Ada Foah
"Deux masses d'eau se jetant l'une dans l'autre et aucune ne l'emportant tout à fait."
Là où la Volta rejoint enfin l'Atlantique dans un enchevêtrement de lagune, de mangrove et de banc de sable — le point de rencontre le plus spectaculaire géographiquement de toute la côte ghanéenne.
La Volta, après avoir parcouru environ mille kilomètres depuis les hauts plateaux du Burkina Faso, arrive à l’Atlantique à Ada avec une sorte de grandeur épuisée. La rencontre n’est pas spectaculaire comme on pourrait s’y attendre — pas de confluence fracassante de vagues et de courant. À la place, il y a un système lagunaire, un long banc de sable étroit, des mangroves se penchant sur l’eau saumâtre, et l’étrange effet visuel de deux masses d’eau de couleurs différentes coexistant côte à côte plus longtemps qu’il ne semble physiquement possible avant de se mêler enfin. J’ai passé trois jours à Ada Foah et je ne suis toujours pas tout à fait sûr de comprendre la géographie. Cette confusion fut une part importante du plaisir.
Prendre l’eau
La seule vraie façon de comprendre Ada est par bateau. Les maisons d’hôtes et les complexes de plage le long de la berge organisent quotidiennement des excursions en pirogue dans le système lagunaire — certaines motorisées, d’autres à la pagaie, selon où l’on veut aller. J’ai pris une excursion matinale à travers les chenaux de mangrove avec un guide qui savait sous quelles branches se baisser et qui a coupé le moteur dans une section plus large pour que l’on puisse écouter. Des hérons, des martins-pêcheurs, le bruit lointain du ressac de l’autre côté du banc de sable. Les racines de mangrove s’arquent dans l’eau comme des doigts. L’air sent le sel et la végétation et quelque chose de plus sombre en dessous, la richesse en décomposition de toute zone humide.
Le banc de sable
Pour atteindre l’Atlantique depuis le côté de la Volta, on traverse en pirogue jusqu’au banc de sable — une longue bande de terre étroite, par endroits à peine large de trente mètres, séparant la lagune de l’océan. Le contraste est saisissant : d’un côté, l’eau sombre du fleuve coulant lente et profonde ; de l’autre, le plein Atlantique avec un vrai ressac et l’horizon. J’en ai parcouru toute la longueur pendant une heure dans une direction et n’ai vu que deux autres personnes tout du long. Des pélicans passaient au-dessus. Le sable était fin et blanc, complètement différent de caractère des plages plus sombres de Busua.

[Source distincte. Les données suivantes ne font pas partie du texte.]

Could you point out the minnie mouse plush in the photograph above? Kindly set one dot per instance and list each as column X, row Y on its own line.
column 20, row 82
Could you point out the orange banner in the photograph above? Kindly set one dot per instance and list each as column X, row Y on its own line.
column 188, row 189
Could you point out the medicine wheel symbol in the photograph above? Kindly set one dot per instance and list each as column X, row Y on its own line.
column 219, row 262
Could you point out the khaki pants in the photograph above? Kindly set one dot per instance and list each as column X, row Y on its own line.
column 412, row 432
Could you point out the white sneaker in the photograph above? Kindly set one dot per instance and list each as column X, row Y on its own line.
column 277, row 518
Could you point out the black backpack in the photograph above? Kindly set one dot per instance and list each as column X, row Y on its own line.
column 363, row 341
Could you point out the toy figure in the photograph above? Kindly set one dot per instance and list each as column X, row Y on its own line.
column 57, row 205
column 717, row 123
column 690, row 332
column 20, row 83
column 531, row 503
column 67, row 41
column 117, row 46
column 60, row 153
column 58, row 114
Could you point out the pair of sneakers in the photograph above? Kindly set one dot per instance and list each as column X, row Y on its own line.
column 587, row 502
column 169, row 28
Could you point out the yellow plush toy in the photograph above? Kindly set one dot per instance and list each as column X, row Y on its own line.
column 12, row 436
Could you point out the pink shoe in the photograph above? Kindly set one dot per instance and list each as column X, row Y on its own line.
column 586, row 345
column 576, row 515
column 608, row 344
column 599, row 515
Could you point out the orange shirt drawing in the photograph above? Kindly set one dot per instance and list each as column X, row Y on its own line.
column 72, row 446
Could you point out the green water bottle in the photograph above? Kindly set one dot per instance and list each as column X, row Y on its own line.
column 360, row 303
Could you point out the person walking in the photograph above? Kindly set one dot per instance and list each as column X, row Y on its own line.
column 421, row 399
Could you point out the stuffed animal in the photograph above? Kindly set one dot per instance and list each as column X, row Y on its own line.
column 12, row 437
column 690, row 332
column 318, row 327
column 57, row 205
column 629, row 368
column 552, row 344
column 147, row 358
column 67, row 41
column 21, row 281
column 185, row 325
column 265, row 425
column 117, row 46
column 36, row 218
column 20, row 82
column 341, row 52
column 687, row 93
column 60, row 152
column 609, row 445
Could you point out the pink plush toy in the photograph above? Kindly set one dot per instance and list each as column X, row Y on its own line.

Se baigner du côté océan exige de la prudence — les courants ici sont véritablement forts et ont entraîné des gens au fond. Le côté lagune est calme, chaud, peu profond près des berges.
Noël à Ada
Ada Foah accueille un événement appelé le festival d’Ada Foah, qui se tient chaque année autour de la période de Noël et du Nouvel An et attire de grandes foules d’Accra. La plage se remplit de musique, d’étals de nourriture, de courses de bateaux, et de l’énergie générale des habitants d’Accra qui attendaient un prétexte pour être ailleurs. Si vous cherchez le calme et la tranquillité, ce n’est pas le moment de venir. Si vous voulez voir des Ghanéens en vacances en plein mode festif — dansant dans l’eau, jouant de la musique sur le banc de sable, se chamaillant joyeusement à propos de nourriture — c’est l’une des choses les plus authentiquement joyeuses que le pays ait à offrir.
Manger à Ada
Le poisson d’eau douce d’Ada est un plaisir bien particulier. Du tilapia grillé de la Volta, servi avec du banku — pâte de maïs et de manioc fermentée — et une sauce pimentée à effet retardé : on la croit douce un instant, puis elle ne l’est plus. J’en ai mangé trois fois. J’en aurais mangé davantage.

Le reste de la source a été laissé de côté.